Visualizing US Cancer Rates Over Time
Visualization in response to a thread on r/dataisbeautiful. My post ended up going viral.
After I saw a post on r/dataisbeautiful that in my opinion was misleading, I decided to redo their visualization to make it more transparent and visually appealing.
Libraries
library(tidyverse)
library(here)
library(janitor)
library(usmap)
Using the incredible
usmap
package to map data onto US States.I retrieved the data from the Centers for Disease Control and Prevention.
Data
df <- read_csv("Raw/data-table.csv") %>%
clean_names() %>%
select(-"url") %>%
drop_na()
Plot
plot_usmap(data = na.omit(df), values = "rate", color = "black") +
scale_fill_viridis_c("Deaths per \n100,000 Pop",
direction = -1) +
facet_wrap(~year) +
theme(legend.position = c(.8, 0.05),
legend.key.size = unit(0.9, "cm")) +
labs(title = "Number of Cancer Deaths per 100,000 people in the United States",
subtitle = "For years for which data is available from the CDC",
caption = "Viz: Cole Baril - colebaril.ca | Data: CDC | Software: R")
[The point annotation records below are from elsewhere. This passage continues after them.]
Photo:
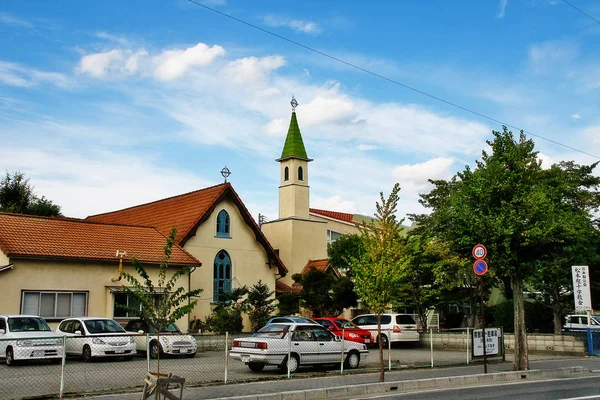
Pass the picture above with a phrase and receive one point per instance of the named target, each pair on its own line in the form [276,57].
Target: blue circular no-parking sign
[480,267]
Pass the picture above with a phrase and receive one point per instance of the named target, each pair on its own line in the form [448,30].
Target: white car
[28,337]
[171,342]
[90,337]
[307,344]
[394,327]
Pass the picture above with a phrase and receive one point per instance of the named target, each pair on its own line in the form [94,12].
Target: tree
[504,203]
[323,294]
[377,273]
[164,303]
[17,196]
[260,301]
[341,251]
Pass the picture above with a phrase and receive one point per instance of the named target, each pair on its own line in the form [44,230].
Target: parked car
[307,343]
[579,322]
[340,326]
[394,327]
[290,319]
[91,337]
[28,337]
[171,342]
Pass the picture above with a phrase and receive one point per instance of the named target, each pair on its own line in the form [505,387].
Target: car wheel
[10,357]
[256,367]
[87,354]
[155,350]
[293,364]
[384,342]
[352,360]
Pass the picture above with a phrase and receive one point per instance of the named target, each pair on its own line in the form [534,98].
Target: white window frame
[56,294]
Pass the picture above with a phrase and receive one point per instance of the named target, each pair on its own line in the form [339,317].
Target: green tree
[17,196]
[260,301]
[377,273]
[341,251]
[163,303]
[505,204]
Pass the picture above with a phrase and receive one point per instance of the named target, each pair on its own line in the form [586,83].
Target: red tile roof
[186,212]
[43,237]
[321,265]
[345,217]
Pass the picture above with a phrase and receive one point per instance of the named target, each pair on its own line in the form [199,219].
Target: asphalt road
[28,380]
[568,388]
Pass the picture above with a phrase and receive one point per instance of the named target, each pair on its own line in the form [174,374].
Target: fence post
[468,340]
[148,352]
[343,347]
[431,345]
[226,358]
[62,368]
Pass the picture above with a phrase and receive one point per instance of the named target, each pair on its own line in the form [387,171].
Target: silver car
[305,343]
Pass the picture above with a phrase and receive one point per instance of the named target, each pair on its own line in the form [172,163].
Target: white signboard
[491,342]
[581,288]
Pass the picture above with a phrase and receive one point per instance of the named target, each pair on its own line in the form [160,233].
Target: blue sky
[109,104]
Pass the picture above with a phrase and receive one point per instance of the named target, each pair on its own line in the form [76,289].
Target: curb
[398,386]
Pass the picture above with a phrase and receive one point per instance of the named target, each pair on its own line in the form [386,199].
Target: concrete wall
[40,275]
[248,257]
[540,343]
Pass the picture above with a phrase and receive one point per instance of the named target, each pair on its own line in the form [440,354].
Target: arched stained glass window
[223,224]
[221,276]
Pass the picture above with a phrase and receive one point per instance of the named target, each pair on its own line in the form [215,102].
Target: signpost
[480,268]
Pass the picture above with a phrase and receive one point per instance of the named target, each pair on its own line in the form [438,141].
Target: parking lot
[209,366]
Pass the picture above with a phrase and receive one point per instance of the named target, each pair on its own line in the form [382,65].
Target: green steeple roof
[294,146]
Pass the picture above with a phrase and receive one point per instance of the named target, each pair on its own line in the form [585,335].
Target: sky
[109,104]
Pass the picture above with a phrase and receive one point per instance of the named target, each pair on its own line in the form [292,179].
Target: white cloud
[99,64]
[14,74]
[296,25]
[172,64]
[414,177]
[502,8]
[250,70]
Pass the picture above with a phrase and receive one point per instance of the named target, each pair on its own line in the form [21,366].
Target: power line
[395,82]
[583,12]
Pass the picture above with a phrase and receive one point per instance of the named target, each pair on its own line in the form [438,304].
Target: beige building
[59,267]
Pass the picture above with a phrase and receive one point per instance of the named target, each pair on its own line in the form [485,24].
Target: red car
[350,331]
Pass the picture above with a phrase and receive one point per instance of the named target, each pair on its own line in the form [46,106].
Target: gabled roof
[69,238]
[294,145]
[321,265]
[186,212]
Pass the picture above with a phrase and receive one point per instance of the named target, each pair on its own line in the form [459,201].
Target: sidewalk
[357,384]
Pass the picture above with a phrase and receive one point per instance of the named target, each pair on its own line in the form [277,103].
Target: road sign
[480,267]
[479,252]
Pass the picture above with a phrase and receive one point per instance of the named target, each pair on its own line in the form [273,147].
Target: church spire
[294,146]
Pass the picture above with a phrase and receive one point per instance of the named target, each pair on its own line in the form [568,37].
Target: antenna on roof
[225,172]
[119,254]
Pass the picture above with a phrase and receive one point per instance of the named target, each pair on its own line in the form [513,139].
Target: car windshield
[272,330]
[22,324]
[172,328]
[103,326]
[343,324]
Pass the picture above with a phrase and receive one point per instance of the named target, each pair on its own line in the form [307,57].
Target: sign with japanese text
[581,288]
[491,341]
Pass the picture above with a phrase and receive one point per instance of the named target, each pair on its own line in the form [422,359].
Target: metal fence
[86,365]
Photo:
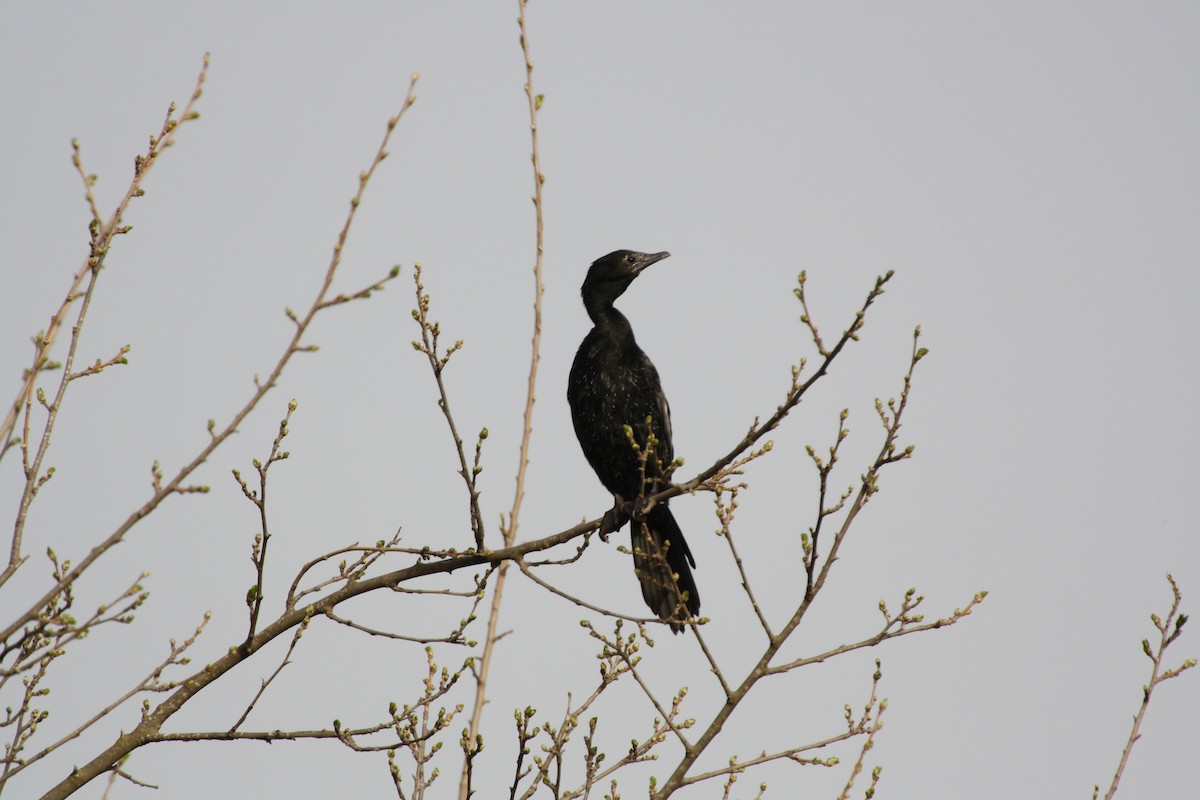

As seen, the overal rate of cancer per 100,000 people decreases over time. Additionally, there is a cluster of high rate states in the mid-west. The rates in these states also decreases, though by 2020 this region still has the highest rate of cancer per 100,000 people. Furthermore, the state of Utah is a consistent outlier in that it has far lower rates of cancer per 100,000 people compared to all of the other states.